Record routing

Overview

Record routing in Conduit makes it easier to build one-to-many and many-to-many pipeline topologies. Or, in other words, it's possible to:

route data from one source to multiple collections in one destination
route data from multiple sources to multiple destinations.

Through this, a number of use cases are possible:

Keep two instances synchronized. For example, two database instances with multiple tables in each can be kept in sync with a single pipeline with only one source and one destination connector.
Route data from one collection (table, topic, index, etc.) to multiple collections on a single server.
Route data to different instances or different systems altogether.

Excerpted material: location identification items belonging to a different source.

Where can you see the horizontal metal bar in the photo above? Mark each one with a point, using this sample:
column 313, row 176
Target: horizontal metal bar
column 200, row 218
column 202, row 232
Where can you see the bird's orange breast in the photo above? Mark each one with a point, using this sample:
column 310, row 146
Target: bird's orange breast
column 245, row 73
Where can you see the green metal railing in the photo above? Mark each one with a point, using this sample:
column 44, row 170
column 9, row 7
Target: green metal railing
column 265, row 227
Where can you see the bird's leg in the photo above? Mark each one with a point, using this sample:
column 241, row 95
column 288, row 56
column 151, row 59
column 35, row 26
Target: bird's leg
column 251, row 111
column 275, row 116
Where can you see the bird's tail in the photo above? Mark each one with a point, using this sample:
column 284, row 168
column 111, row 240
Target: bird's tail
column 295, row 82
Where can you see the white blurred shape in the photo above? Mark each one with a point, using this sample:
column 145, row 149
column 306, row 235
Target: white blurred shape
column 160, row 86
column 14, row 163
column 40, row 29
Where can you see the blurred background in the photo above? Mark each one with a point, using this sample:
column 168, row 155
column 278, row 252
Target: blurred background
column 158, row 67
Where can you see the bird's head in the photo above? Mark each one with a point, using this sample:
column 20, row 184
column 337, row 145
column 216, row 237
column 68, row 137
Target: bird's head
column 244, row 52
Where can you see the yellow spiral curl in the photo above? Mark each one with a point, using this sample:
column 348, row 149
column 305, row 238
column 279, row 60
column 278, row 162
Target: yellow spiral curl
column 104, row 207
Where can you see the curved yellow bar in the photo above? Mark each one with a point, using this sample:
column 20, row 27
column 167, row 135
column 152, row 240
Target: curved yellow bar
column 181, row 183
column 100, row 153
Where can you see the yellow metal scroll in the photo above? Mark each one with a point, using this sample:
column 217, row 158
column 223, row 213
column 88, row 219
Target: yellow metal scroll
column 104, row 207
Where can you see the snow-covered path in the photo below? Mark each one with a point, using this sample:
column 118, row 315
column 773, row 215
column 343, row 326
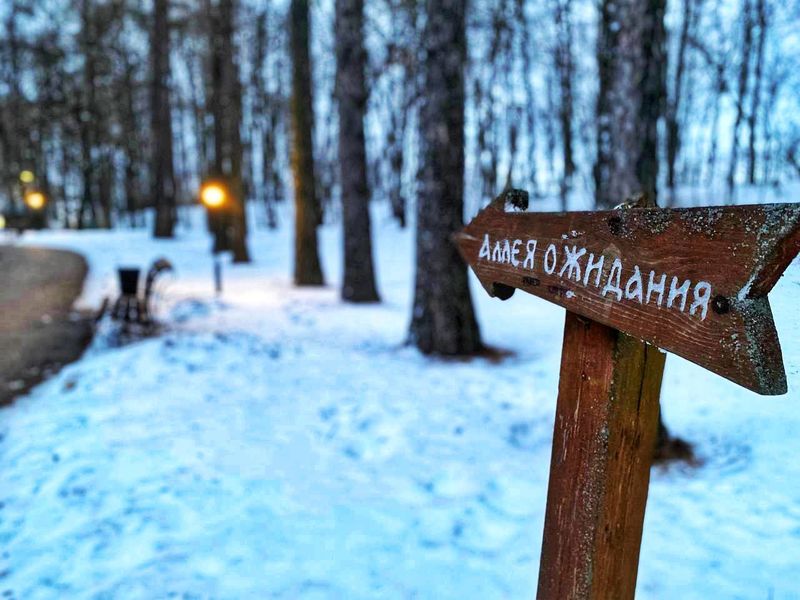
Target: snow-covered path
column 279, row 443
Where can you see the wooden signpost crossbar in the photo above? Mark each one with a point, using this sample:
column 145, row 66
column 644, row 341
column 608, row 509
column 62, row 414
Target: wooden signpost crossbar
column 689, row 281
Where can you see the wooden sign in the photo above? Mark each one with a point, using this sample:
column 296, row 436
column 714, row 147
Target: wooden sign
column 691, row 281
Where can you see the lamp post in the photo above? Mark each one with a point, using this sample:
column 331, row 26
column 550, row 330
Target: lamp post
column 214, row 196
column 35, row 200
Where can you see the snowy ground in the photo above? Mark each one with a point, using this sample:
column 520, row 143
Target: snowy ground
column 278, row 443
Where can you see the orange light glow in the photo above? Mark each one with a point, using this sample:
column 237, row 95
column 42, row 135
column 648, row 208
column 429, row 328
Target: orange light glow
column 35, row 200
column 213, row 195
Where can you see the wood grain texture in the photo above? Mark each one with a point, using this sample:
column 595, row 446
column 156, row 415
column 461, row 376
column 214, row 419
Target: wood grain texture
column 605, row 431
column 740, row 251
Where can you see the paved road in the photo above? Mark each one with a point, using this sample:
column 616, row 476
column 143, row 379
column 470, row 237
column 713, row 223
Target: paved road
column 39, row 332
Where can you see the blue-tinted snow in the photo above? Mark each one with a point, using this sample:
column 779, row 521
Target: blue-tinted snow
column 278, row 443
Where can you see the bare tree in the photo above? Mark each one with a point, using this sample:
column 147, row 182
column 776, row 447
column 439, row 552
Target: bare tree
column 227, row 113
column 744, row 79
column 359, row 277
column 755, row 96
column 443, row 320
column 307, row 269
column 564, row 66
column 162, row 164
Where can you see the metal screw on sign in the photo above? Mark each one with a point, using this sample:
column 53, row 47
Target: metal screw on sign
column 690, row 281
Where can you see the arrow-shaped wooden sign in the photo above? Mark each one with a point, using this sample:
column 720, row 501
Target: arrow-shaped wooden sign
column 691, row 281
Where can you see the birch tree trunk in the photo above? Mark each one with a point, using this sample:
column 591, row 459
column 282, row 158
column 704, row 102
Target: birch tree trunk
column 307, row 269
column 443, row 319
column 359, row 276
column 162, row 165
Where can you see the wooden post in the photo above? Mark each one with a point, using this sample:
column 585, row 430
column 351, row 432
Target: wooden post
column 692, row 281
column 605, row 432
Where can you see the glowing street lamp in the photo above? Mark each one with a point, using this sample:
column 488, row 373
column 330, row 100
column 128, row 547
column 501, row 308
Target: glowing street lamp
column 35, row 200
column 214, row 196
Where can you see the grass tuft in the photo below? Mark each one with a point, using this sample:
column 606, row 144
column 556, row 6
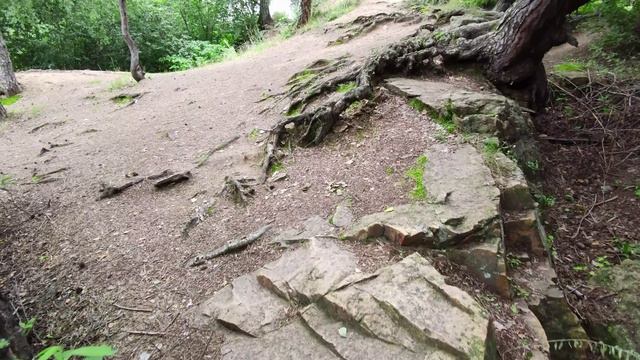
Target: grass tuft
column 416, row 173
column 346, row 87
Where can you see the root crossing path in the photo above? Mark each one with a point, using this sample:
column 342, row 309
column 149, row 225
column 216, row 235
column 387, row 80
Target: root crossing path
column 81, row 255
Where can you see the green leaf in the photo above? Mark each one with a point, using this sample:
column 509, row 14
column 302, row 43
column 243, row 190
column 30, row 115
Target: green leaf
column 99, row 351
column 51, row 351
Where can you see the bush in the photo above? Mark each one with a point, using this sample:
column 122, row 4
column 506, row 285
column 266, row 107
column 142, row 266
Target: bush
column 194, row 53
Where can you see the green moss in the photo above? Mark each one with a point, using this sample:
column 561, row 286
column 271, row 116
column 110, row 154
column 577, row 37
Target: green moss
column 354, row 108
column 569, row 66
column 302, row 76
column 254, row 134
column 275, row 167
column 10, row 100
column 417, row 105
column 416, row 173
column 346, row 87
column 295, row 110
column 121, row 83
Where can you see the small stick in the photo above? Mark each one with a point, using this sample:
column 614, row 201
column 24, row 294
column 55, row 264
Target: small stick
column 206, row 156
column 589, row 212
column 149, row 333
column 230, row 246
column 122, row 307
column 111, row 191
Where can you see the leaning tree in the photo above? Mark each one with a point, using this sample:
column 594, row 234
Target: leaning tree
column 509, row 46
column 8, row 83
column 136, row 69
column 305, row 12
column 264, row 18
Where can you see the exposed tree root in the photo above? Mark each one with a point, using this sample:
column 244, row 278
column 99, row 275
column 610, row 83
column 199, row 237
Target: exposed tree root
column 230, row 246
column 108, row 191
column 363, row 25
column 500, row 41
column 239, row 189
column 172, row 180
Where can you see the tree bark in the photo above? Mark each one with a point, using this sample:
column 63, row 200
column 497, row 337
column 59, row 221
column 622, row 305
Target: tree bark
column 265, row 19
column 19, row 347
column 8, row 83
column 503, row 5
column 305, row 12
column 136, row 69
column 528, row 29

This can be done in two ways:

by using a connector that supports writing to multiple collections,
by using filter processors.

Using a connector that supports writing to multiple collections

The OpenCDC format recommends that a record's source or destination collection is written to its metadata using the opencdc.collection key.

A destination connector can then utilize that information and write the record to the correct collection.

note

It's the connectors that eventually provide the ability to read from multiple source collections or write to multiple destination collections. Consult the connector documentation to check if it supports this feature.

Example: Route data from multiple Kafka topics to multiple PostgreSQL tables on a single database server

Let's assume we have a pipeline that streams data from two Kafka topics, employees_finance and employees_legal to PostgreSQL (both of the connectors support reads from multiple collections and writes to multiple collections). A pipeline configuration file could look like this:

---
version: 2.2
pipelines:
  - id: example-pipeline
    status: running
    name: example-pipeline
    description: 'Kafka to PostgreSQL'
    connectors:
      - id: kafka-source
        type: source
        plugin: "builtin:kafka"
        name: kafka-source
        settings:
          servers: "localhost:9092"
          topics: "employees_finance,employees_legal"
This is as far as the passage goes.